4. “Rise of the Tomb Raider”: Expect to gun down a few enemies, but this is Lara Croft in her smartest, most relatable role yet. The underlying tale may owe a debt to “Indiana Jones and the Last Crusade,” but the puzzles — as well’s as Croft’s own self-examination — make this journey to forgotten lands and lost crypts feel like an unfamiliar adventure.
5. “Ori and the Blind Forest”: A lush forest universe that appears lighted by glow sticks and boasts a melancholic score, “Ori and the Blind Forest” is a run-and-jump trek with a thoughtful, Disney-like ambience. There’s even a dead parent in this luminescent journey, which is about a young creature growing up as much as it is completing challenges.
6. “Sunset”: This is the rare war story that touches on those on the sidelines rather than the front lines. Told from the perspective of a housekeeper, the game deals more with class warfare rather than, well, warfare.
7. “Splatoon”: Nintendo’s “Splatoon” does for the shooter what the company’s “Mario Kart” did for the racing game. That is, it makes the genre palatable for gamers and non-gamers alike, and it does so with the corporation’s trademark goofiness. Human-squid hybrids that swim in paint? Why not.
8. “Prune”: With swipes of the hand, players in “Prune” trim or guide a tree around barren, light-starved atmospheres. It’s in the hands of the player to restore life to these seemingly infertile worlds, and also to know when to let go.
9. “Volume”: One of the more subversive video games released this year, “Volume” re-imagines the Robin Hood myth as hacker fantasy. It’s a game of stealth that raises big questions — namely, how much our middle class can be squeezed before it can’t be squeezed anymore — as it sends the player on mini, thieving quests.
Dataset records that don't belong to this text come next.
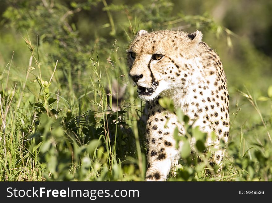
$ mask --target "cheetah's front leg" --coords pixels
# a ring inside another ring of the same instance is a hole
[[[151,105],[146,132],[146,181],[166,180],[171,166],[179,159],[179,151],[175,148],[176,141],[172,135],[177,125],[175,115],[164,110],[157,102]]]

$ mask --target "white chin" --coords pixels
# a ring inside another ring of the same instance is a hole
[[[156,98],[164,90],[168,89],[168,85],[164,81],[162,81],[160,83],[153,93],[149,96],[139,95],[139,97],[141,99],[145,101],[150,101]]]

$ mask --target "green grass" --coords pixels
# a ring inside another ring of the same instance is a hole
[[[178,28],[201,30],[220,56],[231,131],[219,175],[201,147],[191,155],[189,146],[169,180],[272,181],[272,60],[244,34],[267,31],[270,3],[216,23],[209,14],[216,1],[47,1],[7,3],[1,11],[0,181],[144,180],[145,104],[128,81],[125,50],[139,29]],[[204,143],[205,134],[186,128],[188,139]]]
[[[76,80],[76,84],[68,72],[68,85],[62,86],[56,79],[60,77],[57,61],[45,68],[40,59],[44,53],[25,40],[30,51],[26,72],[14,79],[17,70],[12,70],[13,55],[1,75],[0,181],[143,180],[146,149],[141,118],[144,104],[124,79],[127,70],[117,42],[110,60],[90,57],[89,75]],[[124,83],[125,93],[115,104],[113,97],[119,93],[113,91],[113,84],[118,89]],[[251,105],[259,123],[250,127],[246,122],[236,122],[247,109],[237,103],[231,107],[231,130],[220,176],[212,175],[216,166],[198,163],[196,155],[189,153],[169,180],[272,180],[271,118],[264,117],[257,105],[267,103],[271,115],[271,88],[258,102],[247,90],[237,91],[248,100],[242,105]],[[120,107],[118,111],[111,110],[114,105]],[[198,133],[192,132],[192,136]]]

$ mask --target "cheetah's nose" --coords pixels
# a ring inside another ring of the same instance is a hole
[[[132,80],[133,80],[135,82],[138,82],[138,81],[139,80],[140,78],[142,78],[143,75],[142,74],[140,75],[131,75],[130,74],[129,74],[130,77],[131,78],[132,78]]]

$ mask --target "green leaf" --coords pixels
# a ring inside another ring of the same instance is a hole
[[[200,131],[198,126],[197,126],[192,129],[192,132],[193,136],[197,140],[201,140],[205,141],[206,140],[207,133]]]
[[[272,98],[272,85],[270,85],[268,87],[267,90],[267,95],[269,97]]]
[[[48,104],[50,105],[51,104],[54,103],[56,100],[56,99],[54,99],[53,98],[50,97],[49,98],[49,99],[48,100]]]
[[[269,100],[269,98],[268,97],[266,97],[260,96],[257,99],[257,100],[258,101],[265,101]]]
[[[196,143],[196,146],[198,151],[202,152],[206,149],[206,147],[204,145],[204,143],[202,140],[198,140]]]
[[[39,144],[41,143],[40,142]],[[49,149],[49,148],[51,145],[51,142],[49,140],[46,140],[43,142],[40,147],[40,151],[44,153],[45,152],[47,151]]]
[[[94,150],[101,144],[101,141],[100,140],[96,139],[93,140],[88,143],[88,146],[87,147],[87,150],[89,153],[93,153]]]
[[[49,115],[50,116],[54,116],[54,115],[57,114],[59,113],[59,112],[56,111],[55,109],[51,109],[49,112]]]
[[[181,148],[181,155],[184,159],[188,157],[191,154],[191,146],[189,140],[187,140],[183,143]]]

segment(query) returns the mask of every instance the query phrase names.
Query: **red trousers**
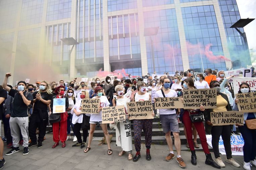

10. “Super Mario Maker”: To celebrate the 30th anniversary of “Super Mario Bros.,” Nintendo handed the keys over to the player, allowing users to craft their own worlds for Mario and friends to jump around. It’s a love letter to one of the greatest games ever made, as well as an ode to the still-underappreciated craft of game design.
One lowlight
“Battlefield Hardline”: The cops-versus-robbers shooter imagines a U.S. in which the police are militarized and reckless with bullets. It was a game that felt uncomfortably ripped from the headlines.